Now many come to study under 49-year-old Ellis, owner of Birmingham Yoga in Forest Park and director of the facility’s teacher-training program.
Ellis absorbed more than just the teachings of yoga while in India; he also learned lessons about gratitude.
“It was a way of becoming grateful for the things we take for granted in the U.S.,” he said. “[There is extreme] poverty in India, and they still have gratitude when they have nothing. As a young man, you’re concerned about your car, your girlfriend, what party you’re going to go to. [People I saw in India] didn’t have access to drinking water, didn’t have shelter. [My time overseas] put everything in perspective. It gave me a different outlook on what to complain about.”
After eight years of living and teaching in India, Ellis returned to the U.S. in 2000 as a single father with a broken heart.
“I was going through a divorce, hurting,” he said. “I needed to heal. I started teaching at the Golden Temple in Birmingham in 2000.”
Teaching Ashtanga and Kundalini yoga classes helped him deal with the pain: “It doesn’t get rid of the pain, per se, but it brings a union with you and whatever your circumstances are and decreases the separation, which is what the pain is—pain is separation.”
While at Birmingham Yoga, Ellis helped create the Yoga Alliance 200-hour teacher-training program, which has developed several practitioners. He also offers several retreats and workshops and teacher trainings throughout the year.
One of the main things Ellis encourages is focus.
“When you focus your mind on an object—be it your breath, a chant, a word, even where your eyes are going—that captures the mind. In that moment, you have fewer thoughts. When there are fewer thoughts, the mind settles … and then you get a sense of clarity, you get a sense of peace,” he said.
Once focus is achieved “that brings union, because you’re merging with whatever that focus is,” Ellis said.
“It encourages us to form a relationship with our thoughts of fear so we can begin to embrace them, love them, and give them peace versus trying to inoculate them or numb them out.”
“Our Next Hit”
Many people don’t know why they’re attracted to yoga, but Ellis offers an explanation.
“There’s a reason why I think they’re drawn in, and that’s because there’s a lack of communion in our society now,” he said. “There’s a separation from social interaction because of technology. Great emphasis is placed on external stimulation, whether it’s via cell phone, email, or social media. … There’s such an extension between ourselves and nature and our communities because we’re always on the go.

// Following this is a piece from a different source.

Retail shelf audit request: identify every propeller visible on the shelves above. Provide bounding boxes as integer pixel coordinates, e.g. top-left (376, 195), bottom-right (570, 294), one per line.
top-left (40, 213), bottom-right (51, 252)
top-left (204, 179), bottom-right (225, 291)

We start to look for peace externally through our devices and through approval—likes, shares, and calls.”
People are always “looking for our next hit “of technological stimulation, Ellis said.
“We get addicted to that hit,” he said. “So, when you come into yoga, you pinpoint, you focus on one object, you’re no longer getting constant stimuli. You’re getting only one hit, and that brings a sense of peace to the mind and the nervous system, which puts you more in touch with your spirit, your heart, your soul.”
That way you become more sensitive to “What is aching my heart? What is making me chase my tail? What is making me run away from something?”
“As you focus on one object, settle your breath, settle the mind, you can become more aware of what you need to work on and where you need to heal,” Ellis said. “That’s why yoga gives people a sense of peace.”